Obesity was once a rich man's disease. Now its devastating impact is far greater on the poor than on their wealthier neighbours. During this time our life styles have undergone a dramatic change. Two centuries ago, the ruling classes got little exercise and consumed far more rich foodstuffs than the peasantry. Now the positions are reversed. At one time, when sugar was first brought to Europe from the New World, it was as expensive as caviar is today and stored like tea in locked caddies. Only the rich could enjoy its luxurious taste, and even they ate only as much in a year as the average Briton eats in a fortnight today. This is one of the greatest dietary revolutions in man's history, a change which had a disastrous on men like William Banting, the nineteenth century businessman who is the leading character in this slimming tip. Banting, who'd made a fortune selling upmarket coffins to the gentry, had a passion for sugary foods. As a result, by the time he reached the age of 65, he tipped the scales at what for a relatively short man was a gargantuan 202 lb.This atavistic craving he shared with most other animals, including horses, bears and ants, who are all tempted to overindulge if they're offered sweet foods. Research has shown that if rats are given food which is bland but highly nutritious, they eat just enough to balance their energy requirements. But if they're given sugary foods, like biscuits, chocolates and sweets, they overeat and put on weight. Even infants show a preference for sweet drinks, a tendency which is so strong that you can get a new born baby to smile simply by giving it something sweet to eat. The sweet tooth habit starts in the cradle, although it should more properly be called a sweet tongue craving, since the receptors which distinguish between sweet and sour are located on the tongue.

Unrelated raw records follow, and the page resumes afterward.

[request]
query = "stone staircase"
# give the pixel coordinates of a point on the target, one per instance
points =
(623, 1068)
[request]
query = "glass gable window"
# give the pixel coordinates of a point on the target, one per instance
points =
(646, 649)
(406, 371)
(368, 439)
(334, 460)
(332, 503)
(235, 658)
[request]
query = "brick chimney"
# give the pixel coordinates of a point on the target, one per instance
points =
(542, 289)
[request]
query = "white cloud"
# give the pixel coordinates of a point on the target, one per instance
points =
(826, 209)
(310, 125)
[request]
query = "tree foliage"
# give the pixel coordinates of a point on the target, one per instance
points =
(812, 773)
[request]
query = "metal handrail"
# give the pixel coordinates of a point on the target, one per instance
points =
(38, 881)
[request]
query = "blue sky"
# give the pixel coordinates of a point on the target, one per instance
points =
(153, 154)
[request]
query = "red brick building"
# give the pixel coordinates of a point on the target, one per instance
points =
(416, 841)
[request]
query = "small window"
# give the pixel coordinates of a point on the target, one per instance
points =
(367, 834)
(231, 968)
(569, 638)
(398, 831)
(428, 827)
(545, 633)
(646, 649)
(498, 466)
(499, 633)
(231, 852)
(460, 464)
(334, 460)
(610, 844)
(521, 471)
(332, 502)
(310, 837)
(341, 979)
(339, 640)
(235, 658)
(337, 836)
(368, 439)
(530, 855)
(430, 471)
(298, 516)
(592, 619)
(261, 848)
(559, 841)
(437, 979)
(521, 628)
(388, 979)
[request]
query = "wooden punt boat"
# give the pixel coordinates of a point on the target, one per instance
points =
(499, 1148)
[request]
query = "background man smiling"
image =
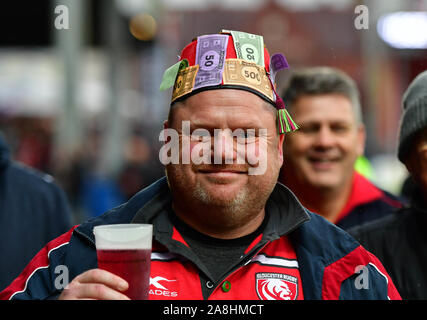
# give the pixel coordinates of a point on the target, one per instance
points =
(219, 232)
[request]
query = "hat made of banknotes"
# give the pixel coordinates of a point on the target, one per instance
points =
(233, 60)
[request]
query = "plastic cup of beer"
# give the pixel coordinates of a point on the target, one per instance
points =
(125, 250)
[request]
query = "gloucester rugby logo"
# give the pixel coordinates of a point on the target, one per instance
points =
(276, 286)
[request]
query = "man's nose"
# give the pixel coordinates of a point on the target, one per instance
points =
(325, 138)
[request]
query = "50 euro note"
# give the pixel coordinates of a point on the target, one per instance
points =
(248, 74)
(210, 56)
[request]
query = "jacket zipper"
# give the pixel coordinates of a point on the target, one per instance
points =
(237, 267)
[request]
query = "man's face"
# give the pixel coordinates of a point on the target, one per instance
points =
(227, 187)
(321, 154)
(416, 162)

Sugar now provides about a sixth of the total calorie intake in Western countries. This is a particular hazard for Britons, who are Europe's heaviest sweet eaters. The people in the south or Europe have always shown a lesser risk of obesity and heart disease than those in the north, which we attribute to the 'Mediterranean diet' rich in vegetables, fruit and wine. We overlook the fact that they eat fewer sweets, and less sugar laden junk foods. Surveys reveal that compared with the British, the French eat 39 percent fewer sweets and the Italians 60 per cent less. For us, today's jam doughnut is tomorrow's middle aged spread. Most of the heavily advertised foods on television are laden with salt, fats and sugar, which is how their sales are boosted. Researchers reckon that if people only ate food which was advertised on TV they would consume 25 times more than the recommended daily allowance of sugar.
One simple way of keeping slim, and improving one's general health, is to avoid eating any foods which are heavily featured in media advertisements. The other is to reduce one's overall intake of sugar. This brings us back to William Banting, who over the years had tried a variety of ways of reducing his bulk, including fasting, spa treatments, diets and exercise regimes. Relief only came when he visited his doctor, the eminent Dr William Harvey, who advised him to adopt the low sugar diet he recommended for his diabetic patients. On this regime his fat disappeared at a rate of about one pound a month. He was so delighted than he published his experience in what became the first world's first recorded diet book, Letter on Corpulence (1863). In it he tells how by reducing his sugar intake he lost over twelve inches around his waist, slept better, moved more freely and could go up and down stairs with ease. These benefits can be achieved by any chubby person who reduces their sugar intake.